Background: Some evidence suggests the effect of APOE genotype on dementia risk may vary by race/ethnicity and genetic ancestral background. We evaluated APOE genotype and associated dementia risk by genetic ancestry, with a focus on expanding research among participants with non-European ancestry.
Method: The Kaiser Permanente Research Bank (KPRB), one of the largest biobanks in the US, enrolled members of an integrated health system, collected genotyping and health surveys and link to electronic health records (EHR). Genetic ancestry proportions (range 0-1) were estimated using the program ADMIXTURE. First diagnosis of all-cause dementia was collected from EHR over a mean follow-up time of 14.6 years. Logistic regressions evaluated associations of APOE e4 and e2 allele status with dementia adjusted for sex and age. We tested interactions between APOE and race/ethnicity (from self-report and/or EHR) and separately APOE and genetic ancestry.

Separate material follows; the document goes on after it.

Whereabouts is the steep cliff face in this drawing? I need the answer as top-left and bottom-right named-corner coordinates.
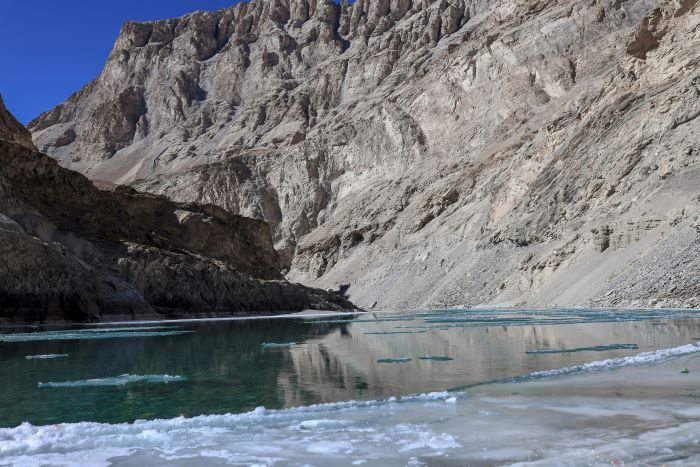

Result: Preliminary analyses included 180,345 participants (mean age at consent 56.17 years), including 17,356 Asian, 11,595 Black, 926 Hawaiian/Pacific Islander, 22,663 Hispanic, 3,714 multiracial, and 498 Native American/Alaska Native participants. APOE e4 allele prevalence was highest among Black participants (34%) and lowest among Asian participants (17%). APOE e2 allele prevalence was highest among Black participants (17%) and lowest among Hispanic (8%) and Native American/Alaskan Native (9%) participants. APOE e4 allele (but not APOE e2) significantly interacted with both race/ethnicity and genetic ancestry, although associations were elevated among all groups. The association of APOE e4 with dementia diagnosis (n = 8,288) was strongest among White participants (OR: 1.67; 95%CI:1.59,1.75) and was significantly lower among Black (OR interaction: 0.83; 95%CI:0.69,0.99) and Hispanic participants (OR interaction:0.79; 95%CI:0.65,0.95). Similarly, the association of APOE e4 with dementia increased with higher proportion of European ancestry (OR interaction:1.30, 95%CI:1.13,1.49). The association of APOE e4 allele with dementia was reduced with higher proportion African ancestry (OR interaction:0.71, 95%CI: 0.57,0.90), and Native American ancestry (OR interaction: 0.52, 95%CI: 0.30,0.91).
Conclusion: In preliminary analyses, we found APOE e4 allele association with dementia differed by European, African, and American genetic ancestries, which correlated with differences by race/ethnicity. Our findings suggest genetic ancestral background is important when utilizing APOE genotype in determining risk for dementia.
© 2024 The Alzheimer's Association. Alzheimer's & Dementia published by Wiley Periodicals LLC on behalf of Alzheimer's Association.